Card Columns (was Why did they make ... ?)
Author Message
Card Columns (was Why did they make ... ?)

On Thu, 16 Jan 2003 18:51:22 +0000 (UTC), "Pointless Harlows"

Quote:

>> > Not always.  If you had several sorters and a very large file
>> to sort it
>> > was quite usual to do a block sort first to divide the file on
>> the leftmost
>> > digit, then share out the blocks among the sorters.

>> True. Actually, that was sometimes a good method even with one
>> sorter, because it cut down on the size of decks you were running
>> through the sorter on each pass.  To facilitate this, many shops
>> installed big vertical card trays that stood above and behind the
>> sorter, to hold the decks in each "block".

>Interesting to think that a single card sorter is effectively  Order(n) ...
>i.e. double the records = double the time exactly.
>How many so called fast algorithms can match that ?

With a large scaling factor k where k is the key length
determining the number of passes required. Adding 1 to k has the
same effect on time required as doubling n: so the time
complexity is O(n*2^(k-1)), linear in n, exponential in k, does

Quote:
>Interestingly, if you introduce multiple machines as described by Russ, the
>algorithm isn't as optimal even though the actual speed may be better ... I
>say MAY because the speed would actually be worse if a high proportion of

>Oh what fun ;-)

Thanks. Take care, Brian Inglis         Calgary, Alberta, Canada
--

Tue, 05 Jul 2005 03:31:46 GMT
Card Columns (was Why did they make ... ?)

Quote:
> Interesting to think that a single card sorter is effectively
Order(n) ...
> i.e. double the records = double the time exactly.
> How many so called fast algorithms can match that ?

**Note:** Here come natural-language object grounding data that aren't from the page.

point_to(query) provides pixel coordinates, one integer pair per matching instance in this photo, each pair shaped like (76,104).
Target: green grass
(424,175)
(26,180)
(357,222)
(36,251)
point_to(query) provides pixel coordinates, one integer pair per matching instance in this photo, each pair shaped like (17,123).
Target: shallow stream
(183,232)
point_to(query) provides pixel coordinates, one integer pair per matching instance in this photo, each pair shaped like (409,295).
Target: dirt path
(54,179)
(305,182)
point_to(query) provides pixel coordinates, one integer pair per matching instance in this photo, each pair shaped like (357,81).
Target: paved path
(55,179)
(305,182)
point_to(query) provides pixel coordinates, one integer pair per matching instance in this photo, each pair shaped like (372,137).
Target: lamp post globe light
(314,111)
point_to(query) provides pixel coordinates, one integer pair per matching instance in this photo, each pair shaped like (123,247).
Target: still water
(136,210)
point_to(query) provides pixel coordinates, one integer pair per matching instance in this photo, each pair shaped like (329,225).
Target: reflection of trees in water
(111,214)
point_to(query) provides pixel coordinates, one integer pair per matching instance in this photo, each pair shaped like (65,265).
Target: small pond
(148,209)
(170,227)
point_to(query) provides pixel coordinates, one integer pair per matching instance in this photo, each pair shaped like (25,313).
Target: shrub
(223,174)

Well, of course, when you increase the number of records, the
length of the key
must get longer.  The optimal keylength is O(log(n)), so overall,
you have O(N*log(N)),
but this assumes that you're working with an optimal key, where
the records are consecutively numbered, with very few gaps in the
numbering, and you're only sorting
on as many significant digits as you are actually using.

Quote:
> Interestingly, if you introduce multiple machines as described
by Russ, the
> algorithm isn't as optimal even though the actual speed may be
better ... I
> say MAY because the speed would actually be worse if a high
proportion of

Actually, a block-sort is closer to optimal than the standard
right-to-left approach. Since, if records are
consecutively-numbered, only the first digit wouldn't be
uniformly distributed, the block-sorting method described above
would be better.

Tue, 05 Jul 2005 03:58:00 GMT
Card Columns (was Why did they make ... ?)

Quote:

> Interesting to think that a single card sorter is effectively  Order(n) ...
> i.e. double the records = double the time exactly.
> How many so called fast algorithms can match that ?

Cute, but there's a bit of a fallacy hiding there.  The width of the
sorting field will normally be proportional to the logarithm of the
number of records, which brings things back to the standard n*log n
time.

A card-sorter-like sort _is_ possible, and can be faster than QuickSort
when measured in actual machine cycles if procedure-call overhead is
high -- which it is in a recursive context in generalized mainframe
assembler, due to the lack of a stack.  (In a PL/I environment, the
library provides a stack, so the situation isn't so bad.)  I wrote an
assembler macro years ago to generate sort routines of this kind,
although it ran from left to right.  I did find that, as soon as a
partition numbered fewer than 1536 records, it was better to finish the
partition with Shell Sort.  (Shell Sort is unpredictable in timing, but,
as a rule, spikes every time the number of records crosses from 3*2^n-1
to 3*2^n.)

--
John W. Kennedy
"The poor have sometimes objected to being governed badly;
the rich have always objected to being governed at all."
-- G. K. Chesterton, "The Man Who Was Thursday"

Tue, 05 Jul 2005 04:27:09 GMT
Card Columns (was Why did they make ... ?)

Quote:
>     The assumption that the freedom to make two copies of
> everything opens the door to more efficient sorts seems
> dubious at best.  There's usually something better to do
> with all that extra memory than merely use half of it for
> data and half of it for dirtied swap fodder.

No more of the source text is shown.